Так гармонично сливается у Верхарна и огромное уважение к исканию истины и интеллекту, и понимание того, что активная жизнь в ее целом обнимает его как частность и не боится его границ.

В великолепном стихотворении «Слово»14 есть громадной значительности определение сознания, полное благородной человеческой гордости.

Говоря о зарождении человеческой речи, поэт вещает нам: «Так реальность разделилась, вся живая, в его разуме, и он (человек) в восторге, словно ослепленный, шествовал в этом новом мире, им самим созданном, в мире слова».

И, сам охваченный этим восторгом, Верхарн призывает: «Расскажите о глухих ритмах всей вселенной! Надо определить ее ход и ее беглые образы во внезапной речи. Взять звуки и краски у морщинистого океана, у горделивой воды, у скачков ветра, у битвы громов, у кротости женских шагов по земле, у сияния глаз, у милосердого пожатия рук, у всего, что движется, простирается, ломается, связуется, схватить все это и заключить в своем мозгу, чтобы всему дать высшее существование в новой бесконечности — в сознании».

Верхарн знает, что только человек связует в единство окружающий его материальный мир: «Единство мира в тебе, ты одинок, человек, но ты можешь восхищаться собою и всем в себе, и, если тебе нужен бог, — сам стань своим богом».15

Эмоциональным основанием такого отношения к познанию является страстная любовь Верхарна ко всякой энергии. Чем более бурно и мощно движение, тем горячее откликается на него титаническое сердце поэта.

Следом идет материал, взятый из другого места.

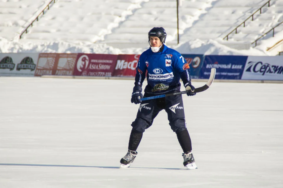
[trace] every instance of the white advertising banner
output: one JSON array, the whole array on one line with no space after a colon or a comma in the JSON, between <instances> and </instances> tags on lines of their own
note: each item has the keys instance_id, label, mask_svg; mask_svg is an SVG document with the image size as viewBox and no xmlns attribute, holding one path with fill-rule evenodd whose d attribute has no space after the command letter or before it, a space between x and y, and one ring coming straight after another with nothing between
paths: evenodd
<instances>
[{"instance_id":1,"label":"white advertising banner","mask_svg":"<svg viewBox=\"0 0 283 188\"><path fill-rule=\"evenodd\" d=\"M0 53L0 76L34 76L39 53Z\"/></svg>"},{"instance_id":2,"label":"white advertising banner","mask_svg":"<svg viewBox=\"0 0 283 188\"><path fill-rule=\"evenodd\" d=\"M283 80L283 56L248 56L241 79Z\"/></svg>"}]
</instances>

Когда вслед за беглецами разоряющихся деревень Верхарн пришел в объятия города–спрута, он, еще полагая его силу вполне злою, уже влюбился в ее мощное биение. Но и позже и всегда усилие находит для него оправдание в себе самом и в порождаемом им новом размахе силы. Постоянно Верхарн восклицает: что за дело до страданий, до жертв, лишь бы росла человеческая сила, лишь бы жизнь устремлялась к максимальному своему выражению!16

Как социальную формацию, заряженную энергией, ценит больше всего Верхарн и города.

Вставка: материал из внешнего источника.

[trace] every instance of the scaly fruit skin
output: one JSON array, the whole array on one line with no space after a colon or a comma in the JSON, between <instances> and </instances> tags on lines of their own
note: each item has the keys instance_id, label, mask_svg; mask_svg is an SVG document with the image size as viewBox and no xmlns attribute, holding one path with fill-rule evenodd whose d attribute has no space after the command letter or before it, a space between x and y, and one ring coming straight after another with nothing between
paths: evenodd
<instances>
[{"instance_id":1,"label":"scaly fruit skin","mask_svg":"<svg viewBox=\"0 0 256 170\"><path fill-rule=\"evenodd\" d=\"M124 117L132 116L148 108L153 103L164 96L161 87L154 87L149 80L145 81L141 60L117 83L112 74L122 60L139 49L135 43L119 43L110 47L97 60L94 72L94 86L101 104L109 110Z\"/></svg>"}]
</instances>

Сколько поразительных стихотворений посвящено характеристике городов?!

Уже в книге «Города–спруты» город характеризовался, между прочим, так: «Целый мир, полный горячки и неустанных внутренних сил, мир, бегущий, тяжко задыхаясь, к каким–то неизвестным и беспокойным целям. Но вместе с тем мир, обещанный золотому закону, кроткому закону, которого он еще не знает, но который он обретет для себя в глубине туманов. Мир упрямый, трагичный и бледный, вкладывающий всю свою душу в усилия, днем и ночью каждый час устремляющийся в бесконечное».17

А в «Буйных силах» характеристика приобретает уже тот характер точной формулы, мастером которых является Верхарн: «Весь ужас века конденсируется в нем, но душа его содержит в себе вечные мгновения, единственно создающие время в беге бесконечных дней».18

Догородская культура, хочет сказать этим Верхарн, есть процесс, есть чередование равных и подобных друг другу периодов: день да ночь — сутки прочь, круговорот времен года и сельскохозяйственных работ, повторяющийся календарь, смена поколений, которые жили–были, «как дедами удумано — так и мы». Как было — так будет. Жизнь города — прогресс. Динамика. Rerum novarum cupiditum  *. Все более сознательное стремление к реформе, к совершенству, постоянное накопление квалифицированного прошлого и потому творчество. Только тут в полной мере применимо выражение Бергсона — творческая эволюция, только тут имеется подлинное время, как его понимает Бергсон. Но для Бергсона время есть объективнейшая сущность, скрываемая от нас интеллектом и культурой, стремящимися якобы перевести время на язык пространственный, — для Верхарна, как, мы видим, время, история, сознание шествия вперед — все это именно продукт городской культуры, и, конечно, концепция Верхарна исторически вернее и социологически глубже.19

*  Жажда нового (лат.). — Ред.

Верхарн прекрасно знает о полярностях человеческой культуры. Он знает о всех экстазах человека. Сам он целиком примыкает к религии силы, к религии чисто человеческого творчества. Но он знает великое усилие человечества в направлении к смирению, поиски им счастья в мире и кротости, в опрощении и стремлении уподобиться малым сим. В дивном стихотворении «Христианство» Верхарн так противопоставляет эти два человеческие устремления: «Маги серебряной ночи, чело которых ласкали звезды, вы склонились перед чистотою и благостью, восхищены ваши взоры, восторгом трепещут ваши сердца, потому что вы можете верить в новую сладостную власть слабости. Но человек, которому закон диктует его смелость, которого двигателем и верой является бескрайняя воля, который отправляется на завоевание вселенной, может ли он допустить когда–либо в бездонной душе своей, чтобы царство ребенка согнуло выю его гордыни? Кающиеся и исповедники, мученики и святые жены могут стараться украсить времена черными розами своего траура и бросать пламенными фонтанами ко Христу свою кровь, но они ничего не изменят: человечество жаждет лишь собственной любви. Оно сурово, сложно, пламенно, оно упрямо: радость и доброта — это будут цветы его собственных усилий».20

В недосягаемо прекрасной форме проблема о двух путях — пути натуральной гармонии, или, символически выражаясь, райского блаженства, и пути скорбной, но полной волнений борьбы и творчества работы над созданием какого–то высшего порядка, заложенного в собственных ритмах Человека, — выражена Верхарном в первой поэме его последней социально–философской книги «Царственные ритмы».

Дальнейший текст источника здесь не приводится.